The approach also does not eliminate profile maintenance. For a library targeting the full hardware range you might need separate profiles for CUDA 11.8 targeting sm_75 through sm_86, CUDA 12.0 adding sm_90, and CUDA 12.4 with Hopper and Ada additions. That is genuine maintenance. What Conan provides is that the maintenance is centralized in profile files and conanfile logic, rather than scattered across setup scripts, CI YAML, and onboarding documentation.
There is also a ConanCenter coverage gap. The Conan Center Index has grown substantially, but GPU-specific libraries like CUTLASS, cuSPARSE, and NCCL have uneven coverage. Teams shipping production ML inference code often maintain a private Conan remote for the GPU libraries ConanCenter does not yet carry, which adds infrastructure overhead.
The Broader Picture
C++ inherited decades of “find it yourself with CMake” conventions that predate modern reproducibility expectations. Languages designed later, Rust with Cargo and Go with modules, started with lockfiles and hermetic builds as defaults. Retrofitting those properties onto C++ is the work Conan, vcpkg, and the C++ package ecosystem have been doing for a decade.

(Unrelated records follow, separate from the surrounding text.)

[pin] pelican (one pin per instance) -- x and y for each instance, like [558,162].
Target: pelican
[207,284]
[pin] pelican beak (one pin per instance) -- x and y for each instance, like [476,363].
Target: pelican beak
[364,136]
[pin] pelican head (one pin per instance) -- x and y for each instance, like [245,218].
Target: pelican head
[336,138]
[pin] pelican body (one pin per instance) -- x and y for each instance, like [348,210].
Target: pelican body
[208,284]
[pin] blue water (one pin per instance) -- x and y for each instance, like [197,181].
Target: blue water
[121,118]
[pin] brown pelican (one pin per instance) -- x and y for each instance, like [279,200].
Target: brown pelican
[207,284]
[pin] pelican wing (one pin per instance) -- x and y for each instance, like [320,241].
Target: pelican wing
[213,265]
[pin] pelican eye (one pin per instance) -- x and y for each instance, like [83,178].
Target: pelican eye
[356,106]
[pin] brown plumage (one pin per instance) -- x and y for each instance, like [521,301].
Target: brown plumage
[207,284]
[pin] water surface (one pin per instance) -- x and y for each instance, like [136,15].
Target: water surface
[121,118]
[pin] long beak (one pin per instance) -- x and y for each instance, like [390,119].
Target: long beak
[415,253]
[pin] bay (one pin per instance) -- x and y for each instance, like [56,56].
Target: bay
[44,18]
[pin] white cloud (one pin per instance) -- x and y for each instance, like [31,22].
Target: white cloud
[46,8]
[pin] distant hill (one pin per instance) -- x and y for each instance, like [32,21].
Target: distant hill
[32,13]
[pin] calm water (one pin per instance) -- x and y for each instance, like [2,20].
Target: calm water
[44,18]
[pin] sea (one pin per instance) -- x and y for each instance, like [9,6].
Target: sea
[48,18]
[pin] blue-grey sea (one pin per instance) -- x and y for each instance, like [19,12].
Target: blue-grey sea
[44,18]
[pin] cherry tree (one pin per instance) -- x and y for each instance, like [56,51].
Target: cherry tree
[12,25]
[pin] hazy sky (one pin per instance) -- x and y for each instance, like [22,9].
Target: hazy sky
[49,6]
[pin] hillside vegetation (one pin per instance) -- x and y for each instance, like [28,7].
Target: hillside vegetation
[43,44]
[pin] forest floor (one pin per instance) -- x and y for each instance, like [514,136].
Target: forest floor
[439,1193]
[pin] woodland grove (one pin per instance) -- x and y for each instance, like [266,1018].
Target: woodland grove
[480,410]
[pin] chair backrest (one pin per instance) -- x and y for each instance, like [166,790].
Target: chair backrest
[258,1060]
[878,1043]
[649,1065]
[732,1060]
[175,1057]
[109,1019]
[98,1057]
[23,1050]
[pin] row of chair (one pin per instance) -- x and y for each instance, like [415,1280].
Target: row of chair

The CUDA use case stresses the Conan model in a productive way: it is a scenario where the host configuration carries hardware properties that affect which packages are valid and how they must be compiled, not just which versions are compatible. The settings model in Conan 2 is expressive enough to represent this, and the profile system makes the matrix explicit and machine-readable.
The goal from the using std::cpp 2026 talk, one checkout, one command, identical builds everywhere, is achievable for teams willing to maintain the profile definitions. The tooling to make CUDA builds fully turnkey across all toolkit versions is not complete yet, but the extension points are there to build it for a specific project’s compatibility surface. That is a meaningful step past the status quo of hoping developers followed the setup guide correctly.